“Traveling is a brutality. It forces you to trust strangers and to lose sight of all that familiar comfort of home and friends. You are constantly off balance. Nothing is yours except the essential things – air, sleep, dreams, the sea, the sky – all things tending towards the eternal or what we imagine of it.” – Cesare Pavese
Traveling is not brutality! Meeting strangers with different views on the world and experiencing new things is the purpose of travel. That feeling of discomfort and confusion is what I enjoy about traveling. What made me so excited about my trip abroad was thinking about all of the new people I would meet and the places I would go.
Let me take a step back. I’ll be honest. While I was 95% full of excitement, I did have that 5% of apprehension and fear. Not really of the unknown or the idea of being in an unfamiliar area but mostly of just being alone. I’d traveled abroad on school trips before, but this is the first time I have traveled without anyone from my home university. No family in Korea. No friends in Korea. No one. That fact was daunting for about a second and then excitement took over again.

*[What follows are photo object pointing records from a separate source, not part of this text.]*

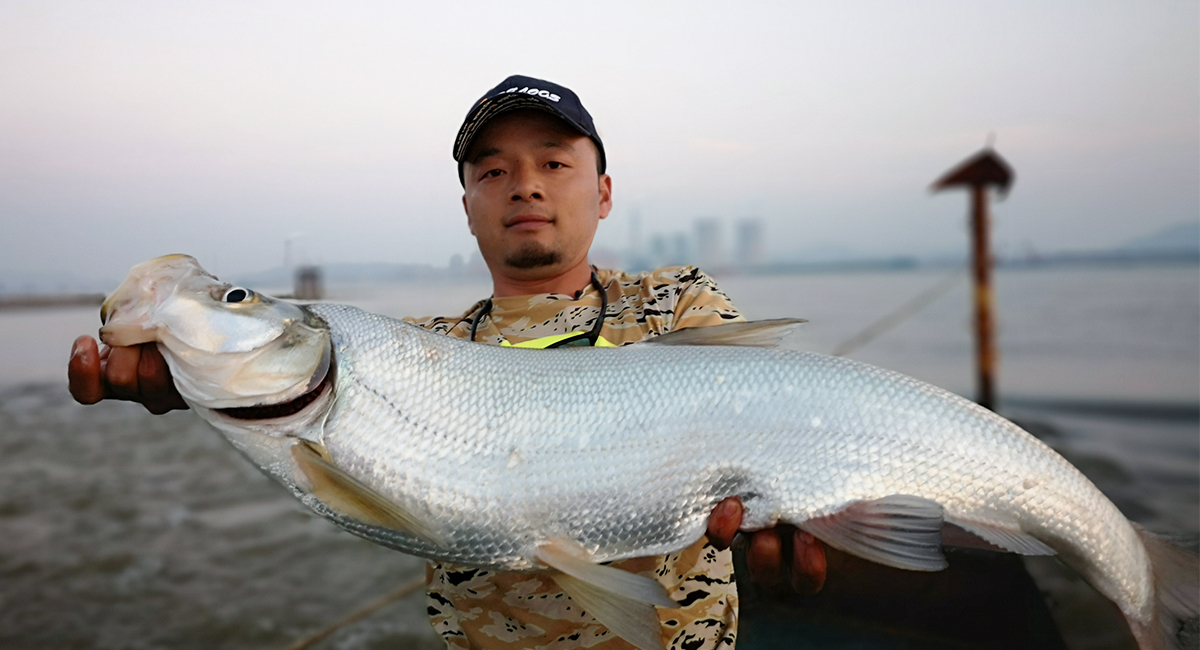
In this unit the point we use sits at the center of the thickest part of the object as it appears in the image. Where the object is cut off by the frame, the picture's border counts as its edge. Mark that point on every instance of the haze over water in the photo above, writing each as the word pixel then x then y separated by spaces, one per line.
pixel 127 530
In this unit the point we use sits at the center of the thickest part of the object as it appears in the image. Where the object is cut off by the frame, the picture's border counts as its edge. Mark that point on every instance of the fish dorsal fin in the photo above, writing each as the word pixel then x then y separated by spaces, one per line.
pixel 351 498
pixel 622 601
pixel 1014 541
pixel 898 530
pixel 755 333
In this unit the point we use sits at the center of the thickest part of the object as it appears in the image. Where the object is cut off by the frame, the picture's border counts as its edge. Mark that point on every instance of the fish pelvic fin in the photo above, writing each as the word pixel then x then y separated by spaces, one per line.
pixel 353 499
pixel 897 530
pixel 1176 573
pixel 755 333
pixel 622 601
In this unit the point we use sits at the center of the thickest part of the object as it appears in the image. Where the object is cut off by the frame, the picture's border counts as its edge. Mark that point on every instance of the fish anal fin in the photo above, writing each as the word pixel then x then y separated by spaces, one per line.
pixel 353 499
pixel 755 333
pixel 897 530
pixel 622 601
pixel 1005 539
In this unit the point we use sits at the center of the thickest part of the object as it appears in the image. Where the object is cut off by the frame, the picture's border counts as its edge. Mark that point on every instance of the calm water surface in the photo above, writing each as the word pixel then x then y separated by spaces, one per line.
pixel 124 530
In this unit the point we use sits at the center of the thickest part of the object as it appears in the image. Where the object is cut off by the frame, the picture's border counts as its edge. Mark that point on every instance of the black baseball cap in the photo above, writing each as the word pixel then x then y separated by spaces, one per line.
pixel 520 91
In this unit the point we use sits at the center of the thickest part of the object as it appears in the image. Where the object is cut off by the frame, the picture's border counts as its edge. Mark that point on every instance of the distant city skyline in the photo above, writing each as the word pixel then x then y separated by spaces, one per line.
pixel 133 128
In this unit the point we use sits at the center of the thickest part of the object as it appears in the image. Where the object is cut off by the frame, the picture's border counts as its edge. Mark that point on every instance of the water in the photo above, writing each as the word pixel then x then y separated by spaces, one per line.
pixel 124 530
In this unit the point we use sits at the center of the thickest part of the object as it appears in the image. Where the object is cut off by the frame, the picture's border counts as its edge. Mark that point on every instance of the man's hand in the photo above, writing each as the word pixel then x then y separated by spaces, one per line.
pixel 775 554
pixel 137 373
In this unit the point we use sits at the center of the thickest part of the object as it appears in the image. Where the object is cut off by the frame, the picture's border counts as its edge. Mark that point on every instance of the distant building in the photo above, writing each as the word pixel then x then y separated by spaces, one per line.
pixel 307 283
pixel 708 244
pixel 750 246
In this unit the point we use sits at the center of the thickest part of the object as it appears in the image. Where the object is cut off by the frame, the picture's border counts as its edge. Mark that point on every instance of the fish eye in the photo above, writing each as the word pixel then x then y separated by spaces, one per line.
pixel 237 294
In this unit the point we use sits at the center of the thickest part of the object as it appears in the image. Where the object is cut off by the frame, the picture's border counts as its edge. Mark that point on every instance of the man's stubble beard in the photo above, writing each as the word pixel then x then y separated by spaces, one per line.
pixel 533 256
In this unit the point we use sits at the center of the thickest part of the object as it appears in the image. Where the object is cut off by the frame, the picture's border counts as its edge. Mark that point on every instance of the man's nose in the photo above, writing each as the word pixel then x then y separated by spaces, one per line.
pixel 526 185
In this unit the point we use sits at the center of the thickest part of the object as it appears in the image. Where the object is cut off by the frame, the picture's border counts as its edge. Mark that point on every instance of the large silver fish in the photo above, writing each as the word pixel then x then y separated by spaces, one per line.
pixel 561 459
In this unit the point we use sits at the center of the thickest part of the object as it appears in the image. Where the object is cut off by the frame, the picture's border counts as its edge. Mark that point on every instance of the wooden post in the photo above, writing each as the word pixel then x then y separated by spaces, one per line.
pixel 978 173
pixel 985 347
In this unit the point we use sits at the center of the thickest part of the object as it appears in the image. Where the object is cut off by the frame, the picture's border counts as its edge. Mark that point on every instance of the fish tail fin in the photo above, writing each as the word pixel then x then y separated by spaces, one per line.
pixel 1176 573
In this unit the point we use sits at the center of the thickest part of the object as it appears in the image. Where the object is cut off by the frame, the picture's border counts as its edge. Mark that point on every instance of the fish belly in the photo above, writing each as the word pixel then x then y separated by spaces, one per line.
pixel 627 450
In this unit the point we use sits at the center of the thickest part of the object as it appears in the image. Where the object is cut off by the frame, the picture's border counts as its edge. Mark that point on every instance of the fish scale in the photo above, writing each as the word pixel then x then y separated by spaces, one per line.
pixel 559 459
pixel 640 443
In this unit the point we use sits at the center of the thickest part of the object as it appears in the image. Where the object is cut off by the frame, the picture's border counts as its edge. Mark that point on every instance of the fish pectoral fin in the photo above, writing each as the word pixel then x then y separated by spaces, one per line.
pixel 352 498
pixel 755 333
pixel 1014 541
pixel 897 530
pixel 622 601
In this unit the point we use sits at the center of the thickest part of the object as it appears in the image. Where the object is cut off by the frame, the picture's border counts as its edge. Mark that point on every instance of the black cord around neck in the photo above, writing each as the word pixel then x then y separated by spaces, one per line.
pixel 592 336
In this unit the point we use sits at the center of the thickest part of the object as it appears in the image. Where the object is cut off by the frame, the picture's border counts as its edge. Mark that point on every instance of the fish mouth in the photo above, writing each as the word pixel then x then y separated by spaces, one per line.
pixel 283 409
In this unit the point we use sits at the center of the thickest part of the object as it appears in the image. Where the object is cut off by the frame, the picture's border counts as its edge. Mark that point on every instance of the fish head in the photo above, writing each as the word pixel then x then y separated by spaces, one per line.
pixel 227 347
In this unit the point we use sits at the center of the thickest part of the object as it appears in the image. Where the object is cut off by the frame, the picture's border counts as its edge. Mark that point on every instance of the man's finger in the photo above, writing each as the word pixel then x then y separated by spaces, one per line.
pixel 765 558
pixel 724 522
pixel 808 564
pixel 83 372
pixel 120 373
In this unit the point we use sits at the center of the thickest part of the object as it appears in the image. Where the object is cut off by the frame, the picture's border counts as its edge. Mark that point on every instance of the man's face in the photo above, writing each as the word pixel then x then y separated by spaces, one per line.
pixel 533 196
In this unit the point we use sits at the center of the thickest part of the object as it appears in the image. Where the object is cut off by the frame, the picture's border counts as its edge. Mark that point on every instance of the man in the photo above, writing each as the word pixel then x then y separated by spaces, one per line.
pixel 534 190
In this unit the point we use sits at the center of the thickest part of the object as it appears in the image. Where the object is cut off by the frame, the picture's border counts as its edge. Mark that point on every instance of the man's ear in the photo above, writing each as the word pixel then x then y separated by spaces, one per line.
pixel 605 194
pixel 469 226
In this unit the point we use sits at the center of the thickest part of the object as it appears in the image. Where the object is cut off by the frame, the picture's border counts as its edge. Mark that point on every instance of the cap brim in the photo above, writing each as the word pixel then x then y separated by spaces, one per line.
pixel 492 107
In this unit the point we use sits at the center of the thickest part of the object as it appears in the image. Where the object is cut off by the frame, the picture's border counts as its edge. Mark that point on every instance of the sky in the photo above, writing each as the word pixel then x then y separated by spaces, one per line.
pixel 227 130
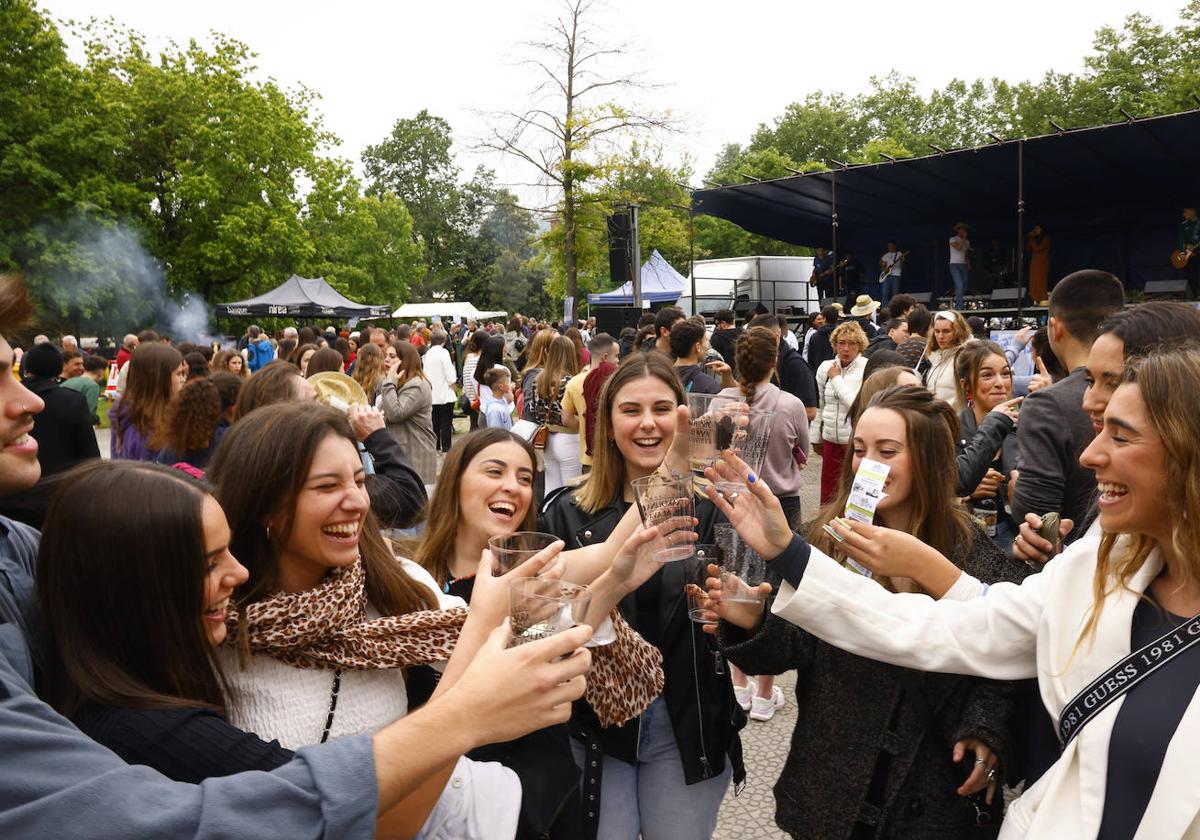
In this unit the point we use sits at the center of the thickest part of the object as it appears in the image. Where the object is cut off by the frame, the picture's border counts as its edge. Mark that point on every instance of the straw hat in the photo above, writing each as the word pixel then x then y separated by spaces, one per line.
pixel 864 305
pixel 339 390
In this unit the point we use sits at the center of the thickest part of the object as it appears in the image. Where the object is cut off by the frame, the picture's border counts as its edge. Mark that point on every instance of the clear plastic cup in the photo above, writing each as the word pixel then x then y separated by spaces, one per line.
pixel 695 587
pixel 666 503
pixel 511 550
pixel 541 607
pixel 742 568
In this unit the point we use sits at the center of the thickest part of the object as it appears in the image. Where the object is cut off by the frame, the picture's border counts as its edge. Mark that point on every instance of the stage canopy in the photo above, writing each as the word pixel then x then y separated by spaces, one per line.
pixel 1109 197
pixel 660 283
pixel 303 298
pixel 447 310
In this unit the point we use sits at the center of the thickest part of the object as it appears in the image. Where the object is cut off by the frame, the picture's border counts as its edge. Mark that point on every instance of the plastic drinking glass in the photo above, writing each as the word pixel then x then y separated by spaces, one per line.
pixel 511 550
pixel 749 443
pixel 541 607
pixel 666 503
pixel 695 575
pixel 709 413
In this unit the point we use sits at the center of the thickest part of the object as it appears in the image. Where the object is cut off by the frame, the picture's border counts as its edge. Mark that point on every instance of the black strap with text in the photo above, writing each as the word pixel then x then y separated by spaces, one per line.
pixel 1123 676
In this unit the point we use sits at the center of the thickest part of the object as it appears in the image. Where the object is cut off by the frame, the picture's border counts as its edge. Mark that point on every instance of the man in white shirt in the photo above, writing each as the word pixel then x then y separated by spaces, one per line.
pixel 960 263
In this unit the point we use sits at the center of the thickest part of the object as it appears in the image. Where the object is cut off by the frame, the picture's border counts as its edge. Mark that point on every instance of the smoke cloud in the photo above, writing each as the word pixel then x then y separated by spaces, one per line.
pixel 99 273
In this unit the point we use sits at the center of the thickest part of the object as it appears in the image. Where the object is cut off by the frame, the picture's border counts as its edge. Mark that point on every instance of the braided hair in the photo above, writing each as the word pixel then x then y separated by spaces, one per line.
pixel 756 353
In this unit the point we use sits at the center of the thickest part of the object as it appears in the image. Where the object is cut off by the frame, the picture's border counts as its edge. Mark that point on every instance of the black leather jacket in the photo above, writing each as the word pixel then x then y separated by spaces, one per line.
pixel 699 693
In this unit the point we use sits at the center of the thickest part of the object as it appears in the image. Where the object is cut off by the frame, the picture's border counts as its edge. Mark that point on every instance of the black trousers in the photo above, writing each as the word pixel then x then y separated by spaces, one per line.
pixel 443 425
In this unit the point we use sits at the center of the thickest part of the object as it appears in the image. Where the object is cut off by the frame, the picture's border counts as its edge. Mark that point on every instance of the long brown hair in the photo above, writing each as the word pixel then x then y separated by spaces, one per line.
pixel 931 429
pixel 967 363
pixel 193 417
pixel 259 469
pixel 539 346
pixel 369 369
pixel 121 588
pixel 271 383
pixel 411 365
pixel 562 360
pixel 437 541
pixel 221 363
pixel 1163 375
pixel 756 354
pixel 149 390
pixel 607 466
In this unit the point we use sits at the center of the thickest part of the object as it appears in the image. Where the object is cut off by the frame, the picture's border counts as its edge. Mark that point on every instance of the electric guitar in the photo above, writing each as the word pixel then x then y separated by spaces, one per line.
pixel 1180 258
pixel 887 270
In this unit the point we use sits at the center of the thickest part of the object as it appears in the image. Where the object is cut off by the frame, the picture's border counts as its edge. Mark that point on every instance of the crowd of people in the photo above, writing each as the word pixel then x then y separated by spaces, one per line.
pixel 274 606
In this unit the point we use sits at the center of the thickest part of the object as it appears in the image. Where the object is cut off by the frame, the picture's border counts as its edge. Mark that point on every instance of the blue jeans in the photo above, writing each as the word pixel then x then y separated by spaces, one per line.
pixel 651 799
pixel 891 288
pixel 959 275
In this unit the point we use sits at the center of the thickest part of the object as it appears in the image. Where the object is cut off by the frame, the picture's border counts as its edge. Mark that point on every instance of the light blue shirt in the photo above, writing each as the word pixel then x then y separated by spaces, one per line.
pixel 58 783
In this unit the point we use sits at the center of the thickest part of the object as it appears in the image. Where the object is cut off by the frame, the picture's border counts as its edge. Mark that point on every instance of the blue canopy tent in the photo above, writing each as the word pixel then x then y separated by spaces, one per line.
pixel 660 285
pixel 1109 197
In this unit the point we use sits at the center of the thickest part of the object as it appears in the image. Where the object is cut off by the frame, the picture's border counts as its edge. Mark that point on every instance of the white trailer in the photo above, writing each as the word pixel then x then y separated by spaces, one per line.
pixel 778 282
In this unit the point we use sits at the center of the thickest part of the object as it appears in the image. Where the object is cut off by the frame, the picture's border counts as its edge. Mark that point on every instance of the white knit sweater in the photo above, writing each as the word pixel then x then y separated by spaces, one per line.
pixel 277 701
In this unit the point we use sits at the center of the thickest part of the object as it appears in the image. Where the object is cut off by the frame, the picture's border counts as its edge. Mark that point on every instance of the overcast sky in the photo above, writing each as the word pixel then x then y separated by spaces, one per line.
pixel 724 66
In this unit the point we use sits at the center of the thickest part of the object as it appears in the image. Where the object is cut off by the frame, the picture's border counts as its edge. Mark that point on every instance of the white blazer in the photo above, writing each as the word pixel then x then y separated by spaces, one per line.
pixel 1017 633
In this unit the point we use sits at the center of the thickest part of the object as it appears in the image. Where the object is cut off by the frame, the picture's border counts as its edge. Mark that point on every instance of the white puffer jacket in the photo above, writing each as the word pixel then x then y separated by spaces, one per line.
pixel 837 396
pixel 940 377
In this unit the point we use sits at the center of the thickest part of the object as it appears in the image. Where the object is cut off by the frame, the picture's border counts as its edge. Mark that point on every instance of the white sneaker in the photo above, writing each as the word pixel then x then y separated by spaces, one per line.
pixel 745 694
pixel 763 708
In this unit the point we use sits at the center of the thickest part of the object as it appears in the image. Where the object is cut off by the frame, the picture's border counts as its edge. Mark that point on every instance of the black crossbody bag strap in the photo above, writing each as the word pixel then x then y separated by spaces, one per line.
pixel 1123 676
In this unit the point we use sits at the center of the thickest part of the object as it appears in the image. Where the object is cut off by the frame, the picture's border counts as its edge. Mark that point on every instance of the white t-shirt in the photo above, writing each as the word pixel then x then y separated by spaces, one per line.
pixel 959 255
pixel 891 259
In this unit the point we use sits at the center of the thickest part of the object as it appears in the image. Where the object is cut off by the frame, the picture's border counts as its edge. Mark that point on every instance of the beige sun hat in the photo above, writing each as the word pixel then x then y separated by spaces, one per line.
pixel 337 390
pixel 864 305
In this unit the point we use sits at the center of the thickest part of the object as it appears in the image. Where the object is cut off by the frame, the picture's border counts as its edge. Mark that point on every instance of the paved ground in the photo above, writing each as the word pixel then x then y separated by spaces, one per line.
pixel 751 816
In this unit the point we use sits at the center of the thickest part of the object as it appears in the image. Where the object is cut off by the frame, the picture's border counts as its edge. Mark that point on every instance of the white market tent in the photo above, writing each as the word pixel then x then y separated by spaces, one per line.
pixel 660 283
pixel 448 310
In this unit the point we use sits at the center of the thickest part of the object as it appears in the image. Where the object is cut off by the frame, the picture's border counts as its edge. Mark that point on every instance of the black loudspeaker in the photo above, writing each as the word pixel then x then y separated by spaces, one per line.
pixel 1167 286
pixel 619 234
pixel 612 319
pixel 1001 297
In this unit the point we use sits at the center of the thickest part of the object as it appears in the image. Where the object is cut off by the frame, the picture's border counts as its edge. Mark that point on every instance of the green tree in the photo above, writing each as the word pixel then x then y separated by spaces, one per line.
pixel 417 163
pixel 363 245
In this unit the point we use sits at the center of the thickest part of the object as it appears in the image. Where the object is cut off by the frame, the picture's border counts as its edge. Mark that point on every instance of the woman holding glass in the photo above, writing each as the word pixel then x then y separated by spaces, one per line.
pixel 838 383
pixel 329 618
pixel 919 755
pixel 1128 761
pixel 664 777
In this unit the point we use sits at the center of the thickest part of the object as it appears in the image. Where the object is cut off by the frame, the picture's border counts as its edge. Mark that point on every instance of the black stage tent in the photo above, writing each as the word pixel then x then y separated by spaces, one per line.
pixel 1109 197
pixel 303 298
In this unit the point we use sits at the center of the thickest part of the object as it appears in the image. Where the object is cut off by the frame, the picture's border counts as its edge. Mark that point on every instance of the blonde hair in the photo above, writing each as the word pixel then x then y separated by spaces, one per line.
pixel 958 337
pixel 1162 376
pixel 849 329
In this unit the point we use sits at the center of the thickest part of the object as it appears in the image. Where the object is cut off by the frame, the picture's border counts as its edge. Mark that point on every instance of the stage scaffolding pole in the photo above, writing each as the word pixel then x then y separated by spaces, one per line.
pixel 1020 229
pixel 691 253
pixel 833 251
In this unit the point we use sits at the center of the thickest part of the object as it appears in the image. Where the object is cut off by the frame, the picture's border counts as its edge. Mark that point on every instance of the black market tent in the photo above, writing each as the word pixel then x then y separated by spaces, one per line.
pixel 303 298
pixel 1109 197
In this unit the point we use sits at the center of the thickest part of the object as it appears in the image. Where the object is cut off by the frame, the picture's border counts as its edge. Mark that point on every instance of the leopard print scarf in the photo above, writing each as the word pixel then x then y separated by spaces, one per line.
pixel 327 628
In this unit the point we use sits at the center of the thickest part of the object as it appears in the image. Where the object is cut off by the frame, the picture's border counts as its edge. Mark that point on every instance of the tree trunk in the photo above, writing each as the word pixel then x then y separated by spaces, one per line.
pixel 573 280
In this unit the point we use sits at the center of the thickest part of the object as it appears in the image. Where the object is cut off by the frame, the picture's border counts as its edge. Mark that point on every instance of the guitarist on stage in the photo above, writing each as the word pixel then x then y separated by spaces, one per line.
pixel 891 269
pixel 1187 253
pixel 822 274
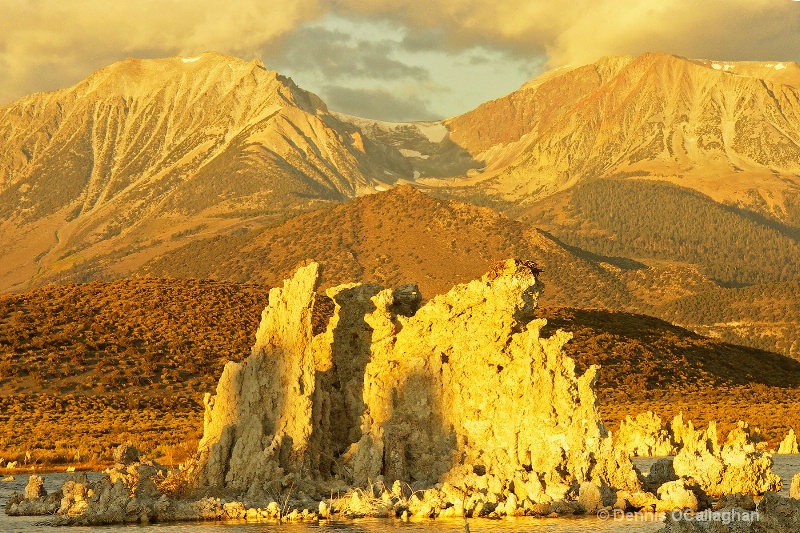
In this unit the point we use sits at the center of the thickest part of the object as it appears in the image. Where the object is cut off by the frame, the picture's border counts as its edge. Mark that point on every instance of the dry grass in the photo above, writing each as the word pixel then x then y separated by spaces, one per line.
pixel 167 340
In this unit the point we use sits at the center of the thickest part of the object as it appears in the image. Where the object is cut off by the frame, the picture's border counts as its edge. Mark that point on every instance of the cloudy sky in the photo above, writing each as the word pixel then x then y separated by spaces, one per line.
pixel 388 59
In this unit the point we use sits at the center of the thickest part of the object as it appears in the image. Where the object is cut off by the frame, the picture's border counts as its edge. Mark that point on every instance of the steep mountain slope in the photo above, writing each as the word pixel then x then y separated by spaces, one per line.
pixel 730 130
pixel 647 220
pixel 145 153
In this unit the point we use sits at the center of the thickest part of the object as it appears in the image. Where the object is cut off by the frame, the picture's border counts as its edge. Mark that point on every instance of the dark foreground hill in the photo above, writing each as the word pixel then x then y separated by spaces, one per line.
pixel 86 367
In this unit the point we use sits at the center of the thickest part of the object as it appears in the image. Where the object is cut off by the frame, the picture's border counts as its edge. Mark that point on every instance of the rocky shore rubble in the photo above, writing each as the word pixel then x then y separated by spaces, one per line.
pixel 367 402
pixel 737 466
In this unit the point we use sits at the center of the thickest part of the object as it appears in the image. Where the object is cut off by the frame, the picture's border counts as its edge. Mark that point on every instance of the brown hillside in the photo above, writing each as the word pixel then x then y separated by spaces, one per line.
pixel 86 367
pixel 403 236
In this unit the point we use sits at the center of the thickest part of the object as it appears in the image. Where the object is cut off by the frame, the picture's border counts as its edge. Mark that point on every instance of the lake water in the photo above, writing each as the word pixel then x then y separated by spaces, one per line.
pixel 785 466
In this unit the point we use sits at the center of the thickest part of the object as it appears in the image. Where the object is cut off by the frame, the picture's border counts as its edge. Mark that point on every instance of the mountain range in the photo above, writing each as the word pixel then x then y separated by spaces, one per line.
pixel 655 184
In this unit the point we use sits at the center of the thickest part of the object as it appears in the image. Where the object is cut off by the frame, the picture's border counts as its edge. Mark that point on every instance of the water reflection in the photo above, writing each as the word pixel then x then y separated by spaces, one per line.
pixel 785 466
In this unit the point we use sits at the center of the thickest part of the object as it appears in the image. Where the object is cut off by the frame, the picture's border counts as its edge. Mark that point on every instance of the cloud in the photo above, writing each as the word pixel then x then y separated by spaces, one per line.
pixel 336 55
pixel 377 104
pixel 580 31
pixel 47 44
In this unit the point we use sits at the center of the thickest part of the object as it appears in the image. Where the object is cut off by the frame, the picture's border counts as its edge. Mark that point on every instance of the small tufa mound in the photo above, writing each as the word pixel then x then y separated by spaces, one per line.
pixel 126 454
pixel 789 444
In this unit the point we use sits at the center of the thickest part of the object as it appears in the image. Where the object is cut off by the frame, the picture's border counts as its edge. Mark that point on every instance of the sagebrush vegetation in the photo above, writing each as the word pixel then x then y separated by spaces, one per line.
pixel 89 366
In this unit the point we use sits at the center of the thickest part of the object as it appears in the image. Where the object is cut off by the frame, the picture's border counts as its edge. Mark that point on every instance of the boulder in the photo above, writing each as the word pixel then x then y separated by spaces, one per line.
pixel 676 495
pixel 35 488
pixel 735 467
pixel 788 444
pixel 364 383
pixel 126 454
pixel 644 436
pixel 775 514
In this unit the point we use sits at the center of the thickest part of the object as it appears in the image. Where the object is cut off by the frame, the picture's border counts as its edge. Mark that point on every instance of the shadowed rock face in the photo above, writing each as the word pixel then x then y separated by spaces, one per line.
pixel 459 388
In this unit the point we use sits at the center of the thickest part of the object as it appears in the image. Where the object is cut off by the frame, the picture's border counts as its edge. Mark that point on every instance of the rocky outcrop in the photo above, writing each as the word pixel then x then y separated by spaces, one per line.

I know there are probably a lot of people who feel that way. In fact, I know people who would love to travel, but are just too afraid to take that leap due to the discomforts listed in Pavese’s quote. But when I think of Gilman Scholars, or people who apply for the Gilman Scholarship or any study abroad scholarship for that matter are different kinds of people. The initiative it takes to look for ways to go abroad and do the work obtain them prove that we have the extra drive to be in new environments. I think people who actively try to study abroad would have a tendency to deny this quote. If we really believed it, we probably would not travel. While things can get uncomfortable and awkward and nerve-racking and annoying, it all will be exciting and engaging and amazing and fantastic when we look back on it. Even while I’m here, I still am amazed at the little things that are part of day-to-day life, like my walk to class. My awkwardness at butchering the Korean language when I talk to a store owner becomes one of those amazing little moments that I completely cherish.
The point is, regardless of those fears and the new, uncomfortable situations and surroundings, they all become the trip, not just part of it. They become the things you miss.